No caso do chip da beleza, Floresti é contra. “É preciso considerar o efeito rebote, assim que o implante é retirado, a hipertrofia muscular causada pelos hormônios murcha e a mulher volta a engordar. Já alguns efeitos no organismo, como engrossamento da voz e crescimento do clitóris são definitivos. Em se tratando de implantes, é muito difícil saber o limite entre o benefício e o risco”.
FILA DE ESPERA
Pós-graduado em endocrinologia na Universidade de Sorbonne, em Paris, o ginecologista Elsimar Coutinho foi professor catedrático da UFBA (Universidade Federal da Bahia), onde lecionou e realizou pesquisas por 40 anos, é pioneiro na fabricação de implantes hormonais no Brasil. Ele afirma que a gestrinona é segura e que importa a substância da Europa e dos Estados Unidos para manipulá-la no Brasil.

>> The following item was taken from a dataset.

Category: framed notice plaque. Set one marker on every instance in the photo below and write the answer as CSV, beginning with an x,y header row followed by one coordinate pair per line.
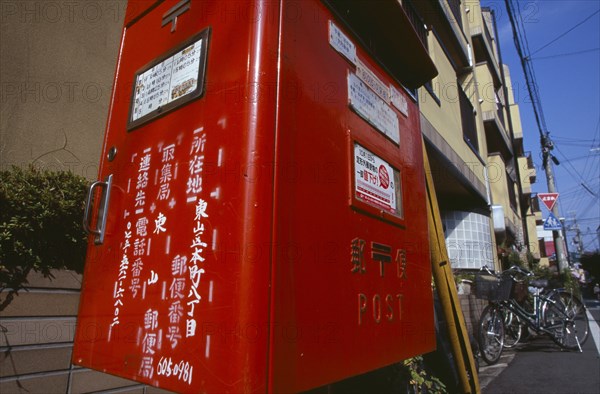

O medicamento é usado para o tratamento da endometriose em mulheres que têm a recomendação de não menstruar. “Tenho pacientes que usaram a gestrinona quase a vida toda sem apresentar problemas. O implante libera microdoses do hormônio. Em um ano, a mulher recebe uma dose equivalente a um único comprimido de anticoncepcional, sendo que a absorção não passa pelo fígado, cai direto na corrente sanguínea”, diz.
Aos 86 anos, o médico atende em suas clínicas em Salvador, São Paulo, Brasília e Rio de Janeiro, e garante a segurança do método. “Tenho 22 pacientes marcadas na tarde de hoje para atendimento em São Paulo. Se fosse ruim, elas não fariam fila para colocar os implantes. Minha ideia é torná-las saudáveis, mas se querem ficar bonitas, não posso impedir”.